Development of a spheroid model to simulate drug penetration in solid tumors

The two main types of tissue culture models are commonly divided into two-dimensional (2D) models and three-dimensional (3D) models.

Various critical aspects of physiological conditions are not addressed in the 2D models, including the extracellular environment, adhesion proteins, and the configuration of micro-epoxy in 3D. The current existing 3D models have difficulties in monitoring drug diffusion and in-tumor drug sensitivity.
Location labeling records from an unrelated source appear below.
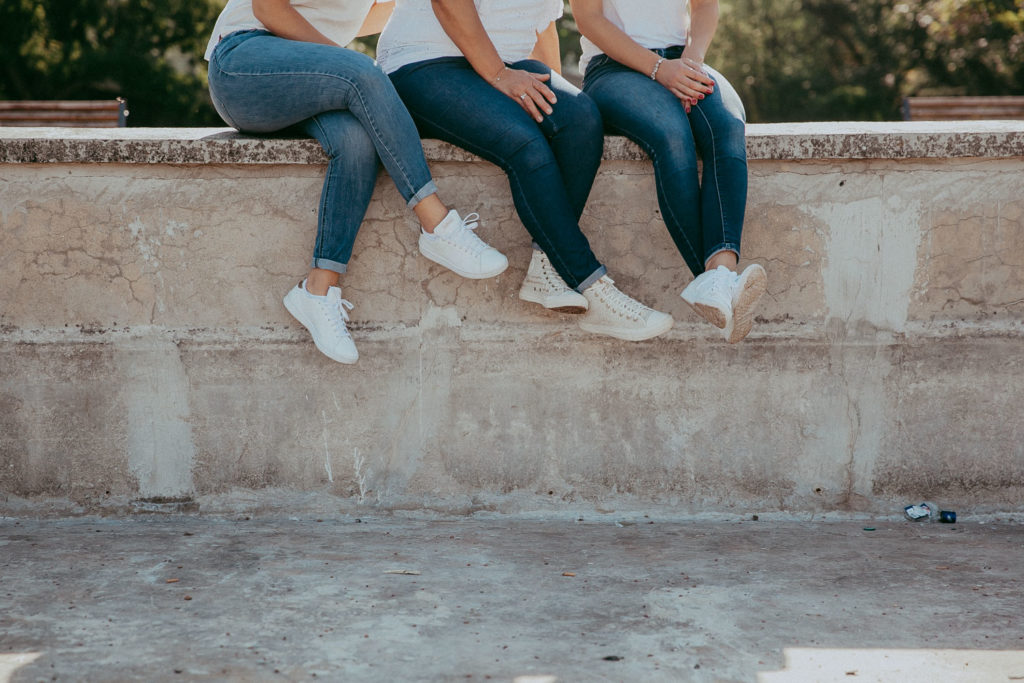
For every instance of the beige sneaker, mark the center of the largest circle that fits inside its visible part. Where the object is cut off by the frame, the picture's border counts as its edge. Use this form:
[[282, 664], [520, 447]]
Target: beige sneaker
[[543, 285], [747, 291], [616, 314]]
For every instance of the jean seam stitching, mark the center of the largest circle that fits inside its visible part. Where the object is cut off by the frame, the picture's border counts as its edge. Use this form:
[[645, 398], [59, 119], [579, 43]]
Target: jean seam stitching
[[718, 188]]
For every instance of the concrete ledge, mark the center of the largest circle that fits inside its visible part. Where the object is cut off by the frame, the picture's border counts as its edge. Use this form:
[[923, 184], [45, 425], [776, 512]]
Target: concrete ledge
[[144, 352], [989, 139]]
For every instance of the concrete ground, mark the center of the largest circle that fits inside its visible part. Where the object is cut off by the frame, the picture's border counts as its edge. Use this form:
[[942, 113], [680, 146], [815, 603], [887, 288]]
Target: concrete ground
[[606, 598]]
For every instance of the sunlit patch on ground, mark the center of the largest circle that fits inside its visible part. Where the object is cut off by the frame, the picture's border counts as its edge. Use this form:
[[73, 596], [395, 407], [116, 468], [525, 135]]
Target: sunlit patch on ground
[[949, 666]]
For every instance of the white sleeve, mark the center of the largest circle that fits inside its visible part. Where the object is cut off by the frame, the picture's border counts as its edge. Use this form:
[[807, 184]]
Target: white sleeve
[[553, 12]]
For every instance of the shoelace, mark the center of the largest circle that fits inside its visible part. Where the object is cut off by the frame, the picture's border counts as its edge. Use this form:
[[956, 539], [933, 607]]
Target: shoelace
[[554, 281], [467, 238], [335, 308], [623, 301]]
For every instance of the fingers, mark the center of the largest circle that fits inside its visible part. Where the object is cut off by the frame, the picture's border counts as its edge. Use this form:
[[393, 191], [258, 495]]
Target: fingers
[[529, 91]]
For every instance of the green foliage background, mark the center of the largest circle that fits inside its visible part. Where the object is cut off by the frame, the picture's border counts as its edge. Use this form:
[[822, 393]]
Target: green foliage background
[[790, 59]]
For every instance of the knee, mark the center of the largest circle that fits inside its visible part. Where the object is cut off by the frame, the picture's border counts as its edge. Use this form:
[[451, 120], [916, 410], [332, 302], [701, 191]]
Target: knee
[[365, 73], [581, 117], [527, 152], [342, 136]]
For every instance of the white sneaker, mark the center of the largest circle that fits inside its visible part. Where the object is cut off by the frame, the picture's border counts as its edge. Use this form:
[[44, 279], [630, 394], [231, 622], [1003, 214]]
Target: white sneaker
[[711, 296], [543, 285], [455, 246], [616, 314], [325, 316], [747, 290]]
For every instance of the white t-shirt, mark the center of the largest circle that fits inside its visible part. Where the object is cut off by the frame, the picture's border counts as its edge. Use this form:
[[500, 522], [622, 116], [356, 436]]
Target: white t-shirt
[[338, 19], [650, 23], [414, 34]]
Our approach to overcome these challenges was to develop a robust, uniform and highly reproducible 3D co-culture sphere inside a spheroid model, with a constant spheroid size, allowing one spheroid per well, with a fluorescent core. The 3D spheroid model as presented in this research consists of liver cancer cells in the outer spheroid structure and green fluorescent protein (GFP) expressing fibroblast cells in its core. Its three-dimensional structure provides a good simulation of an in-vivo solid tumor and by monitoring the mean fluorescence intensity (MFI) given by the GFP expressed from the fibroblast cells core, we were able to screen anti-cancer drugs and evaluate drug penetration and diffusion time inside the spheroid.

The described model was tested with both free drugs and drug-carrying nanoparticles. Our preliminary results show a decrease in GFP fluorescence as a function of drug concentration and time.